Single‑name uranium exposure continued to see event‑driven dispersion: for example, Centrus Energy reported roughly 30% year‑over‑year revenue growth in its most recent quarter on strength in its low-enriched uranium segment, while Uranium Energy is expected to report another quarter where results are heavily influenced by inventory management and lingering toll‑processing revenue rather than steady mine output. Sell‑side coverage remains constructive on select uranium names, with at least one major bank recently lifting its price target on Uranium Energy and reiterating a buy rating, reflecting confidence in the company’s asset base and leverage to any renewed leg higher in uranium prices.
Nuclear power and SMR catalysts
Fund flows and narrative support into nuclear‑themed products have remained strong as 2025 has evolved, with industry observers increasingly referring to nuclear as a standout sector this year given its alignment with bipartisan energy policy, decarbonization goals, and AI‑driven grid demand. ETF strategists highlight that investors are now treating nuclear as a core component of “all‑weather” energy allocations, pairing it with renewables and natural gas rather than viewing it as a niche, high‑beta trade.
On the technology side, small modular reactors (SMRs) remain a key equity story, with players like NuScale Power drawing attention after previously hitting record share price highs before retracing on valuation and execution concerns. Despite near‑term volatility and rich revenue multiples, consensus expectations still embed extremely rapid top‑line growth over the next several years as first‑wave SMR projects advance in markets such as Eastern Europe and the U.S., positioning early leaders as high‑risk, high‑reward beneficiaries of the next phase of nuclear build‑out.
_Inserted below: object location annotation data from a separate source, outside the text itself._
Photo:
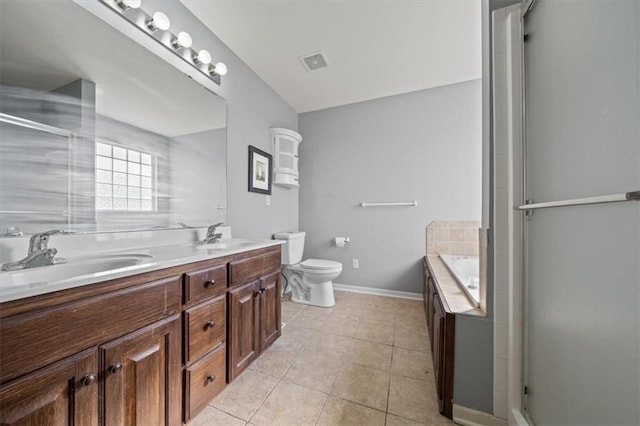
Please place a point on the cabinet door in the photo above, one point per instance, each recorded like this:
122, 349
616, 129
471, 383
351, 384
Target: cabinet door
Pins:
286, 149
142, 376
64, 393
243, 327
438, 348
270, 325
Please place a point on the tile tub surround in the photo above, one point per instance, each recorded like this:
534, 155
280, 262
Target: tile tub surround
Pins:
457, 238
453, 237
330, 374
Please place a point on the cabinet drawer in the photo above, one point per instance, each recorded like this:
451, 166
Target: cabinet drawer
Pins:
205, 283
245, 270
205, 327
40, 337
272, 261
203, 381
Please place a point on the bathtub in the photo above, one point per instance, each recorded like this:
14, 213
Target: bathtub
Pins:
466, 270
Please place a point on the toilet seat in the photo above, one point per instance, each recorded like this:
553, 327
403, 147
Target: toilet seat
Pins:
320, 264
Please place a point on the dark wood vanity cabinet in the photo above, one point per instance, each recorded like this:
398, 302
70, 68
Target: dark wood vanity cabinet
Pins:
106, 355
441, 326
64, 393
150, 349
270, 302
254, 309
205, 335
142, 376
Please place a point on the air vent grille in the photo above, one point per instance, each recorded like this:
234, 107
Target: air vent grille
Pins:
314, 61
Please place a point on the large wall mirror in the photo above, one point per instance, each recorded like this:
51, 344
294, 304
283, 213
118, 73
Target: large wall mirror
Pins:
99, 134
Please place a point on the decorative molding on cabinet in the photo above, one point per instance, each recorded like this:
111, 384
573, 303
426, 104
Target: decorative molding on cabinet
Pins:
284, 147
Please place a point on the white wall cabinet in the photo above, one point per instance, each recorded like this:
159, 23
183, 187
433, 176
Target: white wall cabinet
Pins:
284, 147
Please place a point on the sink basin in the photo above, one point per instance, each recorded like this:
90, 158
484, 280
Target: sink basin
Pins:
230, 244
73, 268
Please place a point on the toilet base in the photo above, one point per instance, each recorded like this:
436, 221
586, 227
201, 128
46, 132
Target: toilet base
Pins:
306, 293
320, 295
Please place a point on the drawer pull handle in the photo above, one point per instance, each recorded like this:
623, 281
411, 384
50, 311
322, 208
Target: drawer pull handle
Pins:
115, 368
88, 380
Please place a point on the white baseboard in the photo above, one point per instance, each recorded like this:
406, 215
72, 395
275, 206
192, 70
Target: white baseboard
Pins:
378, 291
468, 417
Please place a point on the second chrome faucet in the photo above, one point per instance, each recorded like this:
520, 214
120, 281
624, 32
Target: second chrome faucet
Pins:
39, 254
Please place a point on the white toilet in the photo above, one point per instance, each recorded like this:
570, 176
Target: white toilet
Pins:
311, 281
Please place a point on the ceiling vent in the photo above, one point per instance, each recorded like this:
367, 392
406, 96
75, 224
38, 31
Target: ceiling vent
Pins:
314, 61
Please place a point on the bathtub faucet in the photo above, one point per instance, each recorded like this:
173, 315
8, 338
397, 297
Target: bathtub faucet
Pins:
39, 254
212, 236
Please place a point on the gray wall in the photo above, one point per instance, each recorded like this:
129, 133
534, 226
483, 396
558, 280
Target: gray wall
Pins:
252, 107
423, 146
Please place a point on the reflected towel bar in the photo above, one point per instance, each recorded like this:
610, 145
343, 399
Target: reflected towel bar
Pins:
614, 198
407, 203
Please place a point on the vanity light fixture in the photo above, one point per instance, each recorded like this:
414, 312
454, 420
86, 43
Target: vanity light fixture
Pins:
180, 44
202, 57
128, 4
219, 69
182, 41
159, 21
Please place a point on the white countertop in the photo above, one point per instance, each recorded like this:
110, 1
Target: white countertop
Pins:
160, 257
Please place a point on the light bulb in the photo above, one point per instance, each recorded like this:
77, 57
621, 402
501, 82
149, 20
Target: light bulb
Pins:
128, 4
220, 69
202, 57
182, 40
159, 21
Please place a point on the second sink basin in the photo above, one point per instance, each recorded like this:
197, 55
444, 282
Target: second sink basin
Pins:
73, 268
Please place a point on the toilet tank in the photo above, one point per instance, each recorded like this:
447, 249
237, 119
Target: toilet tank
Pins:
292, 248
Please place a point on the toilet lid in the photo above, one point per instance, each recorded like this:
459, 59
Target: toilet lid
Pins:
320, 264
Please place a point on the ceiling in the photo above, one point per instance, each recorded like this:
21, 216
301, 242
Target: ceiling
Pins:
374, 48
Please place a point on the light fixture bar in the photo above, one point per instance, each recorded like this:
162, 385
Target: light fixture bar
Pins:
157, 27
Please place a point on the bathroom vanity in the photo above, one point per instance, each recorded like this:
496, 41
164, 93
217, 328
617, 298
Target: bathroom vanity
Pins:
150, 348
448, 310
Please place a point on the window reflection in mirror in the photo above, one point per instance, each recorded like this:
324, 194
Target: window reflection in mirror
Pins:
99, 134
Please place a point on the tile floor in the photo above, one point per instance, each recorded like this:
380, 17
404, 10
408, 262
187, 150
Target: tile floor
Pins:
365, 361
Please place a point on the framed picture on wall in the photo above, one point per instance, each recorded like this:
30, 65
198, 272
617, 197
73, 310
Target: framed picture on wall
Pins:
259, 171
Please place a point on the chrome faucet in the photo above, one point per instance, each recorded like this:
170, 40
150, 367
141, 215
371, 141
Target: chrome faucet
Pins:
212, 236
39, 254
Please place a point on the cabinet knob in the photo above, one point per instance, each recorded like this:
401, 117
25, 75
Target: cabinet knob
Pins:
88, 380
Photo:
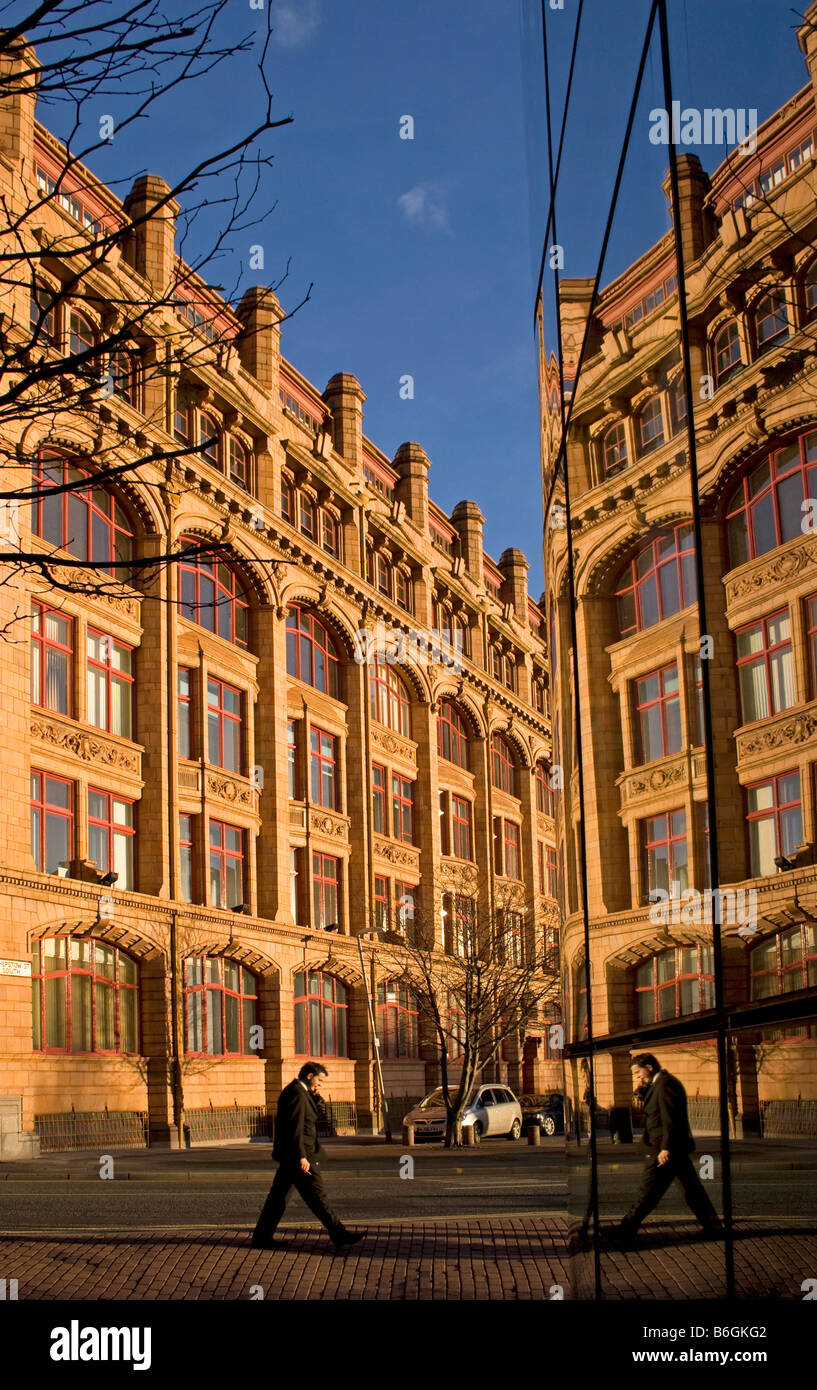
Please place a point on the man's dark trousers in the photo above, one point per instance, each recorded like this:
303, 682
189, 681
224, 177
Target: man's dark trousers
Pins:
310, 1186
655, 1182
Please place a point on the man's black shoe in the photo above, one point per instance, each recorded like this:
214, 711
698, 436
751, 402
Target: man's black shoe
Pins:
346, 1237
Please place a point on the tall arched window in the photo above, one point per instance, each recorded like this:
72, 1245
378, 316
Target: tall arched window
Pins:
398, 1020
503, 765
321, 1011
674, 982
766, 509
771, 320
727, 355
221, 1001
311, 653
85, 997
124, 377
214, 597
657, 581
81, 335
650, 426
810, 287
452, 736
389, 699
89, 523
209, 438
614, 449
239, 470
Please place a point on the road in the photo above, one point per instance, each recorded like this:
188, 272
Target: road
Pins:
227, 1186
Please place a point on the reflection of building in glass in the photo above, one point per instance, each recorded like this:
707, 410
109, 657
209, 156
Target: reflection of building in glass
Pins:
749, 245
206, 795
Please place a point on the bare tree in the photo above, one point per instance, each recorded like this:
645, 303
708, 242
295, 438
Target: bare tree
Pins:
84, 321
491, 986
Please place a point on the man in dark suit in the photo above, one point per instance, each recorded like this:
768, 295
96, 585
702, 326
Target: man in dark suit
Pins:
670, 1139
296, 1147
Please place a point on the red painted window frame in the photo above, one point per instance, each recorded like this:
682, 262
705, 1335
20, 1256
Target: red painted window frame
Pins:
49, 809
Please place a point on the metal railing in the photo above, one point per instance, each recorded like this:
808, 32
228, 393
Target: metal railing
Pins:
214, 1122
71, 1130
788, 1119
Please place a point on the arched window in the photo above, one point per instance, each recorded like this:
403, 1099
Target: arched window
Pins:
311, 653
674, 982
678, 405
239, 470
784, 962
543, 790
403, 590
810, 287
124, 377
43, 317
81, 335
650, 426
771, 320
727, 355
452, 736
321, 1014
766, 509
214, 597
88, 523
85, 997
450, 626
614, 449
398, 1020
209, 437
221, 1001
389, 699
657, 581
503, 765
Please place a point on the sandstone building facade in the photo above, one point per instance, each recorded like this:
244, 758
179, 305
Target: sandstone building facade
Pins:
207, 740
749, 253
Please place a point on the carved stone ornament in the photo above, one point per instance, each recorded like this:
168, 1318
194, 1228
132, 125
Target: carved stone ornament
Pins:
325, 824
780, 571
656, 780
396, 854
88, 747
231, 791
125, 605
392, 744
791, 731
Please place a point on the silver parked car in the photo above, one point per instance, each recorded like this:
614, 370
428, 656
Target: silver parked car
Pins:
492, 1109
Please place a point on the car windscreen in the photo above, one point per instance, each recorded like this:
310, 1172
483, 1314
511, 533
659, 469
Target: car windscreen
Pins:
436, 1100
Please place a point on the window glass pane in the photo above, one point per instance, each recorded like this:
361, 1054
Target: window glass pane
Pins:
106, 1037
128, 1020
195, 1007
54, 1009
81, 1014
214, 1039
231, 1023
300, 1041
57, 841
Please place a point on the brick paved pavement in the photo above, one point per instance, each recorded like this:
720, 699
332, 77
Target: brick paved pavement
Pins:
507, 1258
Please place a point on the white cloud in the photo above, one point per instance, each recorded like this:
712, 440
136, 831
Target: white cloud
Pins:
295, 21
425, 205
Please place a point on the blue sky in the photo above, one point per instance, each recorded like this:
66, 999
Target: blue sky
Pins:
423, 252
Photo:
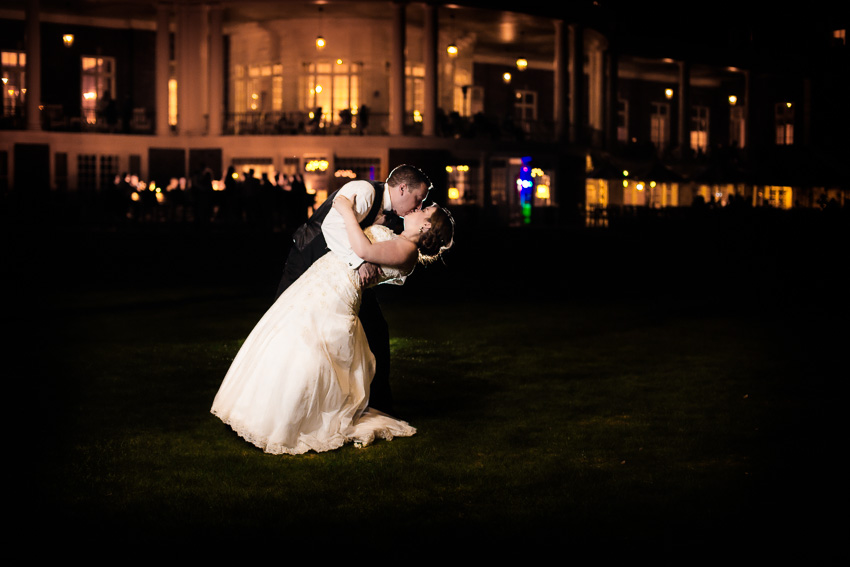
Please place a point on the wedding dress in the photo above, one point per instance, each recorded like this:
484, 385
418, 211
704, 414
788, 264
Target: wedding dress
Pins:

Policy, deals, and forward setup in nuclear
Recent deal flow underscores institutional confidence in nuclear’s role in decarbonization: X‑energy, a private SMR and advanced reactor developer, secured a roughly $700 million package aimed at scaling its technology across the U.S. and U.K., signaling that both governments and strategic partners are prepared to underwrite larger, multi‑project pipelines rather than isolated demonstrations. Market studies cited around that transaction value the global SMR sector at several billion dollars in 2025, with expectations for more than a doubling in market size over the next decade, implying a substantial runway for both listed and private players as regulatory frameworks mature.
From a policy and demand perspective, the conjunction of low‑carbon mandates, data‑center‑driven power demand, and geopolitical risk in uranium‑rich regions continues to support the thesis that nuclear capacity additions will need to accelerate meaningfully to stabilize power markets and meet climate targets. For SEQH Capital Partners Research, this environment favors a barbell within nuclear and uranium: liquid ETF exposure for core cycle risk, complemented by selectively underwritten positions in high‑quality fuel suppliers and SMR developers with visible project pipelines and robust offtake or government‑backed support.